By Anna V. Smith —

In the early fall of 2018, Marina Anderson sped down the rough road connecting one side of Alaska’s Prince of Wales Island to the other. She had only a few hours to get to a public meeting over the potential opening of the Tongass National Forest, her tribe’s ancestral land, to logging and mining.

Mail is delivered by floatplane once a week to the Organized Village of Kasaan’s tribal office on a rugged island in southeast Alaska. But the mail can be delayed for a week, or even a month, by high winds and rough waters. Anderson, who was then working as a tribal office assistant, had opened an important letter barely in time: The U.S. Department of Agriculture had notified the tribe of a public hearing, to be held that very day, on whether to remove Roadless Rule protections from the Tongass National Forest. “We were blindsided by it,” Anderson, who is now Kasaan’s tribal administrator, said recently.

In the end, Anderson and the tribal official she went with made it to the meeting and were able to hear directly from the Forest Service and speak with the other tribes present.

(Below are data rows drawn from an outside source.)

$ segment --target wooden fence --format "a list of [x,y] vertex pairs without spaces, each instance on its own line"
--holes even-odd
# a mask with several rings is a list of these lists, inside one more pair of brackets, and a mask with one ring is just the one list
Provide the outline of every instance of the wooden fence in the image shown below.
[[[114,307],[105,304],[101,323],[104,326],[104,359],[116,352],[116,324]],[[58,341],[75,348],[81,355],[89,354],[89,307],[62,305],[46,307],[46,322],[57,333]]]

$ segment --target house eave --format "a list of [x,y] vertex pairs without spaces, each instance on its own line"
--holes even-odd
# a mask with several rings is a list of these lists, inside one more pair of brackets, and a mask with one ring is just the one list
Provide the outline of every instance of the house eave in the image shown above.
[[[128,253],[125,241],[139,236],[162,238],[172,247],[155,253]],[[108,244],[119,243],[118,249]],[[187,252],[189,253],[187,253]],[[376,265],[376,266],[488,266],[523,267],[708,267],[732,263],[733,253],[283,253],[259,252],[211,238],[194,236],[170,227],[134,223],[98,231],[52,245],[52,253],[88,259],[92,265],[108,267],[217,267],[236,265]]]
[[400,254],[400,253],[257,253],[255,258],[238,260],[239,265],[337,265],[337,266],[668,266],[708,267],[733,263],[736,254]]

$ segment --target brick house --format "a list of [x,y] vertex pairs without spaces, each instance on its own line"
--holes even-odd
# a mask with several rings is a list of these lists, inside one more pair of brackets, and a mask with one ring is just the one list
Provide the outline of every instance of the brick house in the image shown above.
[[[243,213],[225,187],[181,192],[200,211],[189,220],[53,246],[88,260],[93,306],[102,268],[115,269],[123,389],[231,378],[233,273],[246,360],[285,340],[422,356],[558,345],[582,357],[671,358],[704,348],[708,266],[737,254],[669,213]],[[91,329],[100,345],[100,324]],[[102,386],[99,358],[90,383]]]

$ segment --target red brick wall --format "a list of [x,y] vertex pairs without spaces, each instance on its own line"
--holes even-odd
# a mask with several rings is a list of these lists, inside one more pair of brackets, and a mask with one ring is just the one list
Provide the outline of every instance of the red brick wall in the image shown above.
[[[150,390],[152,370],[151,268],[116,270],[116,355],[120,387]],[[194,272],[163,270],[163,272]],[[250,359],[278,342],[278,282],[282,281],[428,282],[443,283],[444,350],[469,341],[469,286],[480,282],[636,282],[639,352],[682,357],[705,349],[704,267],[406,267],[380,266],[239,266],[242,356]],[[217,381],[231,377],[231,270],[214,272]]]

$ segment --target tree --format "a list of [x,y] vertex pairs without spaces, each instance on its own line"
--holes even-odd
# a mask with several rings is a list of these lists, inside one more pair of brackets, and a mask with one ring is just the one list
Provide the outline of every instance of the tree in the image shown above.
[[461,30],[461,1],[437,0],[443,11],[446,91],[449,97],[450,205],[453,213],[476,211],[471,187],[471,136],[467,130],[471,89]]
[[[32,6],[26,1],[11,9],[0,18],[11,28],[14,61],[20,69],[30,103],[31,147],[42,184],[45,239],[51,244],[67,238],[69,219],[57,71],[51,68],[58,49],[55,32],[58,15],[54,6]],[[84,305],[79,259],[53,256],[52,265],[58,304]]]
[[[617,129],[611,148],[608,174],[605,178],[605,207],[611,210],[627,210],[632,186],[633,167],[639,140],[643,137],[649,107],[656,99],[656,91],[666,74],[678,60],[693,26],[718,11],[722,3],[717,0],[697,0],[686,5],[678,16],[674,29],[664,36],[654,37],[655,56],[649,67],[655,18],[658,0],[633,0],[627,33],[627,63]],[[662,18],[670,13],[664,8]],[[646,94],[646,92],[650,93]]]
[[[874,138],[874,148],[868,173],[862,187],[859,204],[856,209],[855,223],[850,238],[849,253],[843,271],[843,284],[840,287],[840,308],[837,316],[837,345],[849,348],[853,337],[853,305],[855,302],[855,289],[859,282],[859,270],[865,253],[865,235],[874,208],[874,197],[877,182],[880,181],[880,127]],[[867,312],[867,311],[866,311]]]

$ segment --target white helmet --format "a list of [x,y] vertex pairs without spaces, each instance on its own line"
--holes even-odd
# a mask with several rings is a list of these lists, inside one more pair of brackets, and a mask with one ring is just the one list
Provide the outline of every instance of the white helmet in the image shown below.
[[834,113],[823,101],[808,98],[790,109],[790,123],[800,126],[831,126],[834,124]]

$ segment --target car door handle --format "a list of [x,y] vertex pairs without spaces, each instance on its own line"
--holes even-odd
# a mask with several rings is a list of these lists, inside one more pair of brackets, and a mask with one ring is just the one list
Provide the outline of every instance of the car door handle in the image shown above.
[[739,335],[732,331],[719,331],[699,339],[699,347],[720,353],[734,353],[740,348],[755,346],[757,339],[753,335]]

Still, Anderson’s experience exemplifies the federal government’s long-running failure to adequately work with tribes. Alaska’s petition to the Forest Service to increase logging on the Tongass was the latest move in a two-decade battle, including policy changes, court decisions, appeals and injunctions, over the protection of 9.4 million acres of the world’s largest unfragmented temperate rain forest. In response, at the end of July, 11 Southeast Alaska Native tribes, including Kasaan, petitioned the USDA, the agency that oversees the Forest Service, requesting a new rule that would require it to work with tribes to identify and protect parts of the Tongass that hold life-sustaining value for the Tlingit, Haida and Tsimshian — old-growth red cedar trees, which are used for canoes; salmon watersheds; and lands with traditional fish camps and burial sites.

The July petition to create a “Traditional Homelands Conservation Rule” represents a new strategy in tribal nations’ ongoing efforts to hold the federal government to its legal responsibility to consult with them on projects that impact them. If the USDA accepts the petition, it would create a mechanism to involve the 11 tribes in the conservation and management of their ancestral lands — something that’s increasingly critical as climate change shifts the wildlife patterns and habitat that so many remote villages, including Kasaan, rely on.

THE TERM “TRIBAL CONSULTATION” oozes bureaucracy, but it is a primary process by which tribal nations can influence projects that will affect them by interacting with the U.S. on a government-to-government basis. The process is a way to acknowledge that tribes retain a relationship with ancestral lands, including those beyond reservation boundaries. “It’s an opportunity for an affected government — not just a stakeholder — to have a say in what happens,” said Natalie Landreth (Chickasaw Nation of Oklahoma), senior staff attorney at Native American Rights Fund. “These are very real rights.”

But the United States has not always consulted with tribes in good faith. The construction of the Dakota Access Pipeline, the designation (and un-designation) of Bears Ears National Monument in Utah, and the construction of the U.S.-Mexico border wall through Kumeyaay, Tohono O’odham and other tribal lands all represent federal decisions made with little or no tribal input.